In fact, financial rebate policies linked to tax revenues should not be recognized as unlawful across the board. For example, the policy of exempting the local retention of enterprise income tax in the Tibet Autonomous Region mentioned above is based on the exception authorization of tax collection and management authority under the Law on Regional Ethnic Autonomy, which reads: "The autonomous organs of the national autonomous areas, in the implementation of the national tax law, may implement the policy of reducing or exempting certain items of the local fiscal revenue that are in need of tax care and encouragement, in addition to those items that should be uniformly approved and exempted by the state, and may implement the policy of reducing or exempting certain items that are in need of tax care and encouragement. tax reductions or exemptions that need to be taken care of and encouraged in terms of taxation. Autonomous prefectures, autonomous counties decide to reduce or exempt taxes, shall be reported to the provinces, autonomous regions, municipalities directly under the Central People's Government for approval", such preferential policies in accordance with the law, the enterprise meets the relevant conditions, can be normal to enjoy the corresponding concessions.

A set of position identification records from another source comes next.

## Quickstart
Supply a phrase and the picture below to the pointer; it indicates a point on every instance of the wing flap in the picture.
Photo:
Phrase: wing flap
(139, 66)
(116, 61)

The author suggests that enterprises should pay attention to the legitimacy of the policy and the stability of the past policy, analyze and assess the feasibility of the policy and the risk of redemption before choosing the investment place to apply the preferential policy; enterprises which have already enjoyed the preferential policy should look back to review the legitimacy of the signed investment agreement, analyze the applicable risk according to the regulatory dynamics, and adjust the business model in a timely manner; in addition, the investing enterprises should also review whether they have fulfilled the obligations under the agreement, such as obtaining the financial rebate. In addition, the investing enterprises should also review whether they fulfill the obligations agreed in the agreement, such as whether the financial rebates obtained are used in the agreed areas or projects, so as to avoid facing legal risks due to improper use of the financial rebates.